In logistic regression, we often use maximum likelihood to estimate the parameter vector $\boldsymbol{\beta}$ that parametrizes the logistic equation. My confusion stems from the following:
- We know that the logistic regression is finding the conditional probability of $Y$ given $X$, i.e. $P(Y = 1 \mid X)$ for the binary case.
- We also know that the conditional probability $Y \mid X \sim \text{Ber}(p)$ follows a Bernoulli distribution for the binary case.
- Now the confusion I face is, after maximum likelihood estimation, we derive a set of “optimal” parameters $\boldsymbol{\beta}$, is the parameter found the same as $p$, where $p$ is the parameter of the Bernoulli distribution? My mind is fixated that since the likelihood function of $Y$ given $X$ is Bernoulli, then we should be finding the $p$ that maximise the data.
——
An attempt to answer this: finding the $\boldsymbol{\beta}$ is equivalent to finding the $p$ for the conditional distribution of $Y$ given a certain $X$ value. So they are the same.
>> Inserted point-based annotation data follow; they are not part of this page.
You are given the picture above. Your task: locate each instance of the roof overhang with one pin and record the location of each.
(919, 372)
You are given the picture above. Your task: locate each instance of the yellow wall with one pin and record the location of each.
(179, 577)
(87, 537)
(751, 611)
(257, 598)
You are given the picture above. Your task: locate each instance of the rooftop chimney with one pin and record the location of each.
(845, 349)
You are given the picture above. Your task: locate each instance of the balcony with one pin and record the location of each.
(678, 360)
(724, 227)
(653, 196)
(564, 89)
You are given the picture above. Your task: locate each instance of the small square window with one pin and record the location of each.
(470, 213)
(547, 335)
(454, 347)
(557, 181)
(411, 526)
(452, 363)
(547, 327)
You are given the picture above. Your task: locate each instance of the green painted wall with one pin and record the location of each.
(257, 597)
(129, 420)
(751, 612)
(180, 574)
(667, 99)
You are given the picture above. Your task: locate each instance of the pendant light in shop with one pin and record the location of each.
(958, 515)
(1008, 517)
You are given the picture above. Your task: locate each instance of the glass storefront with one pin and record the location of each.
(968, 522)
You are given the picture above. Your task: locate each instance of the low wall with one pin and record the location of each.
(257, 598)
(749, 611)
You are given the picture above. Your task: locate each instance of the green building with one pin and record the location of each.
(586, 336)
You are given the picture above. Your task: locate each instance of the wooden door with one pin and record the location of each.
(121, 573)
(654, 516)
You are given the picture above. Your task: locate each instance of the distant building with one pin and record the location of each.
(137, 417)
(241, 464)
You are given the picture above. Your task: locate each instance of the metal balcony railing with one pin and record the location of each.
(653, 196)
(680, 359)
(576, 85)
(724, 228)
EDIT: To clarify my question, by the definition of maximum likelihood, we are finding the parameter that maximise the conditional distribution $Y \mid X$, which in turn follows a Bernoulli. So my state of mind is that the parameter should be $p$, but of course we ended up finding $\boldsymbol{\beta}$. I understand the logistic function which is linear in the log odds with coefficients $\boldsymbol{\beta}$, what I failed to reconcile is whether we are following the definition that the maximum likelihood is returning us the parameter $p$ or $\boldsymbol{\beta}$, or it does not matter in this context since $\boldsymbol{\beta}$ and $p$ are linked.